"I was in New York on business about four years ago. I was walking back to my hotel after visiting my people at New American Library when I saw a guy selling wind-up monkeys on the street. There was a platoon of them standing on a gray blanket he'd spread on the sidewalk at the corner of Fifth and Forty-fourth, all grinning and bending and clapping their cymbals. They looked really scary to me, and I spent the rest of the walk back to the hotel wondering why. I decided they reminded me of the lady with the shears . . . the one who cuts everyone's thread one day. So keeping that in mind, I wrote the story, most of it longhand, in a hotel room."

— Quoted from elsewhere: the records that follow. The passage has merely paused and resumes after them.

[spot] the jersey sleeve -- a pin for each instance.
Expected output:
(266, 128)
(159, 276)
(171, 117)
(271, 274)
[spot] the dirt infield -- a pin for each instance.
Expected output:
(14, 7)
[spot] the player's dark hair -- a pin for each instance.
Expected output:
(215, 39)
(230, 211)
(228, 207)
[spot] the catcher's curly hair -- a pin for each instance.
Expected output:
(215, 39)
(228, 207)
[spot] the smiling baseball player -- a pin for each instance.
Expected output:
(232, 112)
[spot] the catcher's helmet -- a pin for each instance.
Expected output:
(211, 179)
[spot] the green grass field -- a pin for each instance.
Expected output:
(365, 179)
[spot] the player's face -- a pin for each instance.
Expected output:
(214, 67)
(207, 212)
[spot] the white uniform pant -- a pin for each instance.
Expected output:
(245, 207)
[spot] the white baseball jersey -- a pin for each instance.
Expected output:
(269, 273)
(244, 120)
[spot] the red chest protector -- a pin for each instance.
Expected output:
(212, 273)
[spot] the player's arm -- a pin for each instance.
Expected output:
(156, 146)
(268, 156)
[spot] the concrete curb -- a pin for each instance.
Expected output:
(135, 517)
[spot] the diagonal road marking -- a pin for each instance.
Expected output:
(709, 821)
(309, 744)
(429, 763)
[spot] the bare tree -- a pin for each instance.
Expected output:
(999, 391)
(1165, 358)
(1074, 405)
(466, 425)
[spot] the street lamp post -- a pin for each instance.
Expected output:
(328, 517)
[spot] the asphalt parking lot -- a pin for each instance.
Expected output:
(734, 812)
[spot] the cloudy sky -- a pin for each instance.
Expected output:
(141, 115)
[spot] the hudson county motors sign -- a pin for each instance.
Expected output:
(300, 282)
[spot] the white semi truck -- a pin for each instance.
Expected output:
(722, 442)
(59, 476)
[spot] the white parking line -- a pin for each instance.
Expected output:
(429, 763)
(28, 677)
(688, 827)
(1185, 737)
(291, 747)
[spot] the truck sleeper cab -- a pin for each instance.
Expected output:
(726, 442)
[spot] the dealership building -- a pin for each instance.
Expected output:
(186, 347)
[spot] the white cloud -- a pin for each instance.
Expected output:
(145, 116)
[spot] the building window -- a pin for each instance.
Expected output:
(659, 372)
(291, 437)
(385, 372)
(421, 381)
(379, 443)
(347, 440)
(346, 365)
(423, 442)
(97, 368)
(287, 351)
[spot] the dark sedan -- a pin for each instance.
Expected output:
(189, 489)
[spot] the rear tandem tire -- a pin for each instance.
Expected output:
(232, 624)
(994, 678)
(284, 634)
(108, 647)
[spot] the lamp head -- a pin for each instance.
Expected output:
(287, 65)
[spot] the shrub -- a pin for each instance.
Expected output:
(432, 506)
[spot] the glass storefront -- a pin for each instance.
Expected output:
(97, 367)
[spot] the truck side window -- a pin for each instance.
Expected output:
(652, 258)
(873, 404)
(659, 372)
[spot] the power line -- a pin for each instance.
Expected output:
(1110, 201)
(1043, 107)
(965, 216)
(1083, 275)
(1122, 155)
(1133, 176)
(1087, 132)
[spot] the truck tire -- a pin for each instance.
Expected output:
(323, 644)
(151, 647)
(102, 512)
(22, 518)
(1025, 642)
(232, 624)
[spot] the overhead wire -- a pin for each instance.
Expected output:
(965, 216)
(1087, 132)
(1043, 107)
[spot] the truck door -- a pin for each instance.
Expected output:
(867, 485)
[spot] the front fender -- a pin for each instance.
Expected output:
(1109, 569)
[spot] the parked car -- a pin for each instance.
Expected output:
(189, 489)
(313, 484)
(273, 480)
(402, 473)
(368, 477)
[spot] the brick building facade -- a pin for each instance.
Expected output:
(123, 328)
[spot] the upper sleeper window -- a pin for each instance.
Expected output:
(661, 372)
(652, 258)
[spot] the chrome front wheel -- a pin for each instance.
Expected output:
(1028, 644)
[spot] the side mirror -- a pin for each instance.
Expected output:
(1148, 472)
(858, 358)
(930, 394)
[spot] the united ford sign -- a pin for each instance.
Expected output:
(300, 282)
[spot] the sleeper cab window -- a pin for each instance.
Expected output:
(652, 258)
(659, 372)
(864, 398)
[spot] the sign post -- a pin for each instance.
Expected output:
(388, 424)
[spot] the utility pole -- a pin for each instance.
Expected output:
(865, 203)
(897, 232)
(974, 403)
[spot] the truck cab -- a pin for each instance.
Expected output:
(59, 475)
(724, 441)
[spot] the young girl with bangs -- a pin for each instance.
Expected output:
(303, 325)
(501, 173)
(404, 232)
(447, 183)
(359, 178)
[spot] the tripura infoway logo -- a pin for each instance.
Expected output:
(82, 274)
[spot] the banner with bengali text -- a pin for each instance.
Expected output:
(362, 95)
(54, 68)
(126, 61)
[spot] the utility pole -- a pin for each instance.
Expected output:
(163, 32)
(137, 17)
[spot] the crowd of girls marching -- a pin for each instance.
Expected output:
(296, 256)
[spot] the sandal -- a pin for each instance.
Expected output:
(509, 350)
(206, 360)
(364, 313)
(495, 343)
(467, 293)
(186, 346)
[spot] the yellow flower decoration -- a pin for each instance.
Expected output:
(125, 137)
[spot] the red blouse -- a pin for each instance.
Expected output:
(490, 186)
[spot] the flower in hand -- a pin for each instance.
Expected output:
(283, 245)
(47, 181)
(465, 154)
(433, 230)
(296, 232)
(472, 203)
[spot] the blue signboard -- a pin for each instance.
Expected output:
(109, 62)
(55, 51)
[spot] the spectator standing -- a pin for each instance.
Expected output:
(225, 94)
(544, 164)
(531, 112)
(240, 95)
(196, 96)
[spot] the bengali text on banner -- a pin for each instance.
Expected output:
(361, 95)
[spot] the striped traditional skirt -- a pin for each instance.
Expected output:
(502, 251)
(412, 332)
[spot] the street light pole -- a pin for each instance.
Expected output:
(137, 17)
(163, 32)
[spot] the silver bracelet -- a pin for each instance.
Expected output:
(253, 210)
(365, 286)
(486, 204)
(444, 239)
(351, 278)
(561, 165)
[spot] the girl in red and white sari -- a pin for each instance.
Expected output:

--Stephen King, "Story Note on 'The Monkey,'" Skeleton Crew, 1985
The new film version of The Monkey (2025) is a bit of a departure for director Osgood Perkins. It has a grotesque sense of humor that I didn't know he had and an instinct for the grand guignol that is new to his films. Ordinarily, his films are mood pieces that trade on atmosphere and menace more than plot, but this one is a cartoon. It shares with the Stephen King story its central idea of a wind-up monkey that causes death when it's wound up to action. In the story, the monkey has a pair of cymbals. In the movie they've changed it to a drum for reasons of copyright (they did not want to run afoul of Disney and their army of lawyers). It's a minor change. It also takes from the story its central characters, two brothers who find the monkey in childhood and realize its power. Apart from that, this is a film that ranges far afield of King's story, which is nothing new to the author. "Based on" is too strong a credit for what this takes from King. "Suggested by" might have been more apt. That doesn't mean that it's bad. Just different.